Alicia Bravo experienced sudden cardiac arrest (SCA) six years ago at age 37 – “in the best shape of my life” – as she swam in a lake, training for a triathlon.
Thanks to her father and other bystanders, who performed manual CPR until first responders arrived, she survived. She’s grateful to be alive. Since that time, Alicia has been working with her physician, Dr. Jay Sengupta, at the Allina Health Minneapolis Heart Institute to care for her heart and better understand what caused her cardiac event.
But gratitude isn’t the only emotion Alicia has experienced in the years since her cardiac event. “My SCA redefined who I was,” she says, and the transformation brought frustration and grief as well as gratitude.
Yet for years, she says, she felt like “I had to be thankful I was alive. I couldn’t be sad that I was no longer who I used to be.”
Alicia was, and remains, an ER nurse who has worked more than two decades at Hennepin County Medical Center (HCMC). Fitness was important to her. She was a runner and new to the sport of triathlon. She even ran Grandma’s Marathon two years after her SCA.
“Training for that was so much fun. I had never even done a half-marathon prior to signing up for Grandma’s. I started training in January or February.” Wherever she was during the first half of 2019, she ran. Her husband surprised her with a trip to New York City, planning the trip around a 16-mile training run in Central Park.
In June, says Alicia, “I finished Grandma’s. It was really special.”
Months later the pandemic arrived, changing everything.
On the front lines
At the height of covid, “the ER at HCMC was scary, overwhelming, and exhausting. It’s hard to even describe. At first we didn't know anything about [covid]. Then we learned that masks and vaccines were helpful. It was tough because so many people had different opinions and ideas about covid. I saw the reality of it firsthand.
“That’s when things got hard. My lifestyle changed a lot. My kids were home from school and I could no longer set my own schedule. I started to develop some depression and anxiety.”
It was difficult, she said, “to be sad even though I should be happy to be alive. I was so mad that I couldn’t swim and compete. I didn’t get to say that out loud for a long time.”
Then, “some things changed.” The pandemic abated. “Now my life is in better balance, and my goals have shifted a little bit.”

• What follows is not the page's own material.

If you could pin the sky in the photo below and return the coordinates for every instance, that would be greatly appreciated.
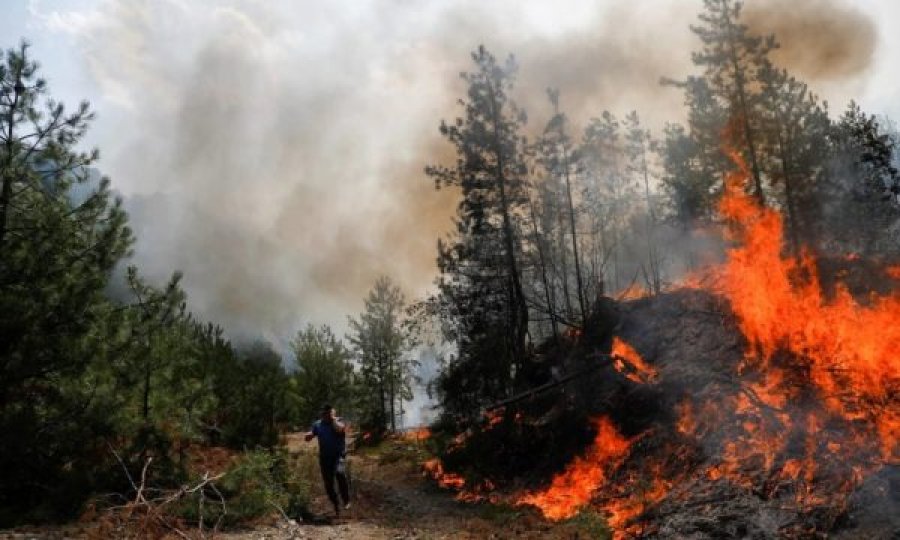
(273, 151)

As part of Alicia’s ongoing care, she follows regular visits with her cardiologist Dr. Sengupta, who also is the director of the Joseph F. Novogratz Family Heart Rhythm Center at the Minneapolis Heart Institute Foundation. This center focuses on research that will bring new insights to the diagnosis and treatment of patients who are impacted by arrhythmias (irregular and life-threatening heart rhythms). For Alicia, it means she is part of a system that can help search for answers related to why she had her original cardiac event and if there is anything to learn from a genetic or hereditary link. So far, they do not think there is any hereditary link in Alicia’s case, but ongoing research like that will continue to further the understanding of how to best manage her case.
Alicia has transferred the passion she once poured into her fitness and triathlon training into making sure as many as people as possible understand the importance of bystander hands-only CPR. “Part of my own healing was making sure people won’t have to go through what I went through. I want everyone to be able to help. My mission in life is to teach hands-only CPR.”
The biggest obstacle to saving lives with hands-only CPR is a bystander’s personal discomfort with touching a person they don’t know. “It’s ok to be uncomfortable; you can still help.” According to the American Heart Association, bystander CPR can double or triple a person's chance of survival, especially if administered immediately.
Alicia trains her own colleagues in the ER for recertification in BLS (basic life support), but her bigger mission is to help non-medical people understand they too can help someone in cardiac arrest. She points out that bystanders are “the first step in the chain of survival. You don’t have to be a medical professional to help when you see someone in trouble.”
Alicia knows better than most people that “SCA can happen to anyone anywhere at any time. If you can learn these skills and be brave enough to step into help, you could save someone’s life. My dad’s hands were my heartbeat when I didn’t have one.”
In her personal time, Alicia supports and conducts training in hands-only CPR for groups: hockey teams, churches, neighborhood groups and others, including at MHIF’s upcoming event in October on raising awareness about sudden cardiac arrest. She helps people understand their natural reticence – and overcome it – to save lives.